On Fri, Apr 29, 2016 at 3:38 PM, John R Pierce <pierce@xxxxxxxxxxxx> wrote:

    On 4/29/2016 12:56 PM, John McKown
      wrote:

          I suspect this would be painful for the parser, unless you
            also enforced that all SQL keywords were in a specific case
            (all lower would be the minimal impact to the code).  
            otherwise the parser would have to lower() every token to
            check to see if its a keyword, but if not, revert it to its
            original case.

          Why? PostgreSQL is written in C. So use strncasecmp() instead
          of strncmp() or strcasecmp() instead of strcmp() to test for a
          token.

    are those the APIs the parser uses?

Did a quick check of the .c files in the backend/parser directory source code.
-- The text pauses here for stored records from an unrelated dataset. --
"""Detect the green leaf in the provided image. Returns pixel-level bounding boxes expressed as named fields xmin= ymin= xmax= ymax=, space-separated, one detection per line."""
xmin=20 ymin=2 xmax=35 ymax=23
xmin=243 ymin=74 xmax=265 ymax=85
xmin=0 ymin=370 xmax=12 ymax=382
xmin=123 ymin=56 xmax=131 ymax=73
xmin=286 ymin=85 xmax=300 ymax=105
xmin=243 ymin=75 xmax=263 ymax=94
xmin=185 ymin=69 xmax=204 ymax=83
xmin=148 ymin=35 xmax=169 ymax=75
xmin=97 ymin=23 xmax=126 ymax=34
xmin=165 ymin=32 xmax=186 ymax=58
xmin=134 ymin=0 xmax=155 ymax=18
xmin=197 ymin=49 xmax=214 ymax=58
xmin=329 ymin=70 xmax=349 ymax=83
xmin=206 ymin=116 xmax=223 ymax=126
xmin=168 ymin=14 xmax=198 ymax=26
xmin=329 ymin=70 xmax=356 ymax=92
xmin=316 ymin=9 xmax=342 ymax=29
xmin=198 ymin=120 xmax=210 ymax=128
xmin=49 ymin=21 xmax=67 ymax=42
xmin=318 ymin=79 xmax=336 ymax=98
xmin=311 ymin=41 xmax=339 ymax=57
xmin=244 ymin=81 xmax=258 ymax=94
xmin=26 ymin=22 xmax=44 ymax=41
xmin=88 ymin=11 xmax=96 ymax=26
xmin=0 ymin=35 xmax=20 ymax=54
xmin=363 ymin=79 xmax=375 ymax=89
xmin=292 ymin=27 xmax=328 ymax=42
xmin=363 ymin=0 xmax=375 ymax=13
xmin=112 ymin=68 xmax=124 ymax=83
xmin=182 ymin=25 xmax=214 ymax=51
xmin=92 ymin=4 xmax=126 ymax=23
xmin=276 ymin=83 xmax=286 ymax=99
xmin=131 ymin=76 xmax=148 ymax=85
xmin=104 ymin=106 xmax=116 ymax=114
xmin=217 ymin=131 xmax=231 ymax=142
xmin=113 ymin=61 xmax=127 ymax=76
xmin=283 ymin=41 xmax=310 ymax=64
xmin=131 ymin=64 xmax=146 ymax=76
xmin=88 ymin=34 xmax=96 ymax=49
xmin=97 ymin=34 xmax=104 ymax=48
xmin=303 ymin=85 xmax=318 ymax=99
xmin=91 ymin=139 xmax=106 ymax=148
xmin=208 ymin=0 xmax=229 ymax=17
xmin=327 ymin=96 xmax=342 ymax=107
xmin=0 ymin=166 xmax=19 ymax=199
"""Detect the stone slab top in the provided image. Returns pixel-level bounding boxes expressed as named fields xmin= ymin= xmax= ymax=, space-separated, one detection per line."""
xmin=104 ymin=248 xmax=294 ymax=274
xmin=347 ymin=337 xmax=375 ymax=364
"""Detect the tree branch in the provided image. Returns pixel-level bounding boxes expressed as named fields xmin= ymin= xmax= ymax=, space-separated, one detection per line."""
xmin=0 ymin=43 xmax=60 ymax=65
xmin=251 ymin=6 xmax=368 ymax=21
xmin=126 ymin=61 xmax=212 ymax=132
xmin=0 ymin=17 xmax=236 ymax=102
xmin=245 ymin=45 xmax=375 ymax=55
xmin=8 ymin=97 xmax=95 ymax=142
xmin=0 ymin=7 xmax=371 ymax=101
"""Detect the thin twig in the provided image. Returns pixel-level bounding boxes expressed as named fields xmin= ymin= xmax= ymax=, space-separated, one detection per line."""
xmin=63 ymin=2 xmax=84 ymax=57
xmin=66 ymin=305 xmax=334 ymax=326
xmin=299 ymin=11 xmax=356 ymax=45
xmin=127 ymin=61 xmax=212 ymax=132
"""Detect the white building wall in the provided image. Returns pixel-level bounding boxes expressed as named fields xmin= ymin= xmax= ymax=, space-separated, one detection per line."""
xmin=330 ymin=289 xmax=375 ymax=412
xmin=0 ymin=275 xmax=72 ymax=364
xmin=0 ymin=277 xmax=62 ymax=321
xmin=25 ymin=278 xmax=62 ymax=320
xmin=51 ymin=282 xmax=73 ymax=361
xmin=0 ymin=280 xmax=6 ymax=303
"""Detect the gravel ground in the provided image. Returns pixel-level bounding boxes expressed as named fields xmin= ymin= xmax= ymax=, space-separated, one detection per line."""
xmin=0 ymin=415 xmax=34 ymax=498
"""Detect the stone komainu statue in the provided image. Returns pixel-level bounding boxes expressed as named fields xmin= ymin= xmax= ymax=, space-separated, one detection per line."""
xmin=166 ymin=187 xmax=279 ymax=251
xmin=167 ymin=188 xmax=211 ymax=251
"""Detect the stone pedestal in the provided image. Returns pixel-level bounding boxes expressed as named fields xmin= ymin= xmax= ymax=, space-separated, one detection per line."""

All the programs use the, oldest, strcmp() function. Too bad. I'm not a C expert, nor extremely familiar with the PostgreSQL source code. But doing some scans, I see the use of a function called "ScanKeywordLookup" and it does a case insensitive search "the hard way". The comments indicate that this is due the the SQL standard requiring proper use of Unicode translation:
comment:
/*
         * Apply an ASCII-only downcasing.  We must not use tolower() since it may
         * produce the wrong translation in some locales (eg, Turkish).
         */

Oh well, it's been interesting, but I don't think that we'll come to a resolution for the OP on this issue. I just blame both PostgreSQL and MySQL for this problem because the SQL standard says that the names are automatically UPPERCASEd unless enclosed in quotes. Not lower cased as PostgreSQL does it, nor unchanged as MySQL does it.

-- 
The unfacts, did we have them, are too imprecisely few to warrant our certitude.

Maranatha! <><
John McKown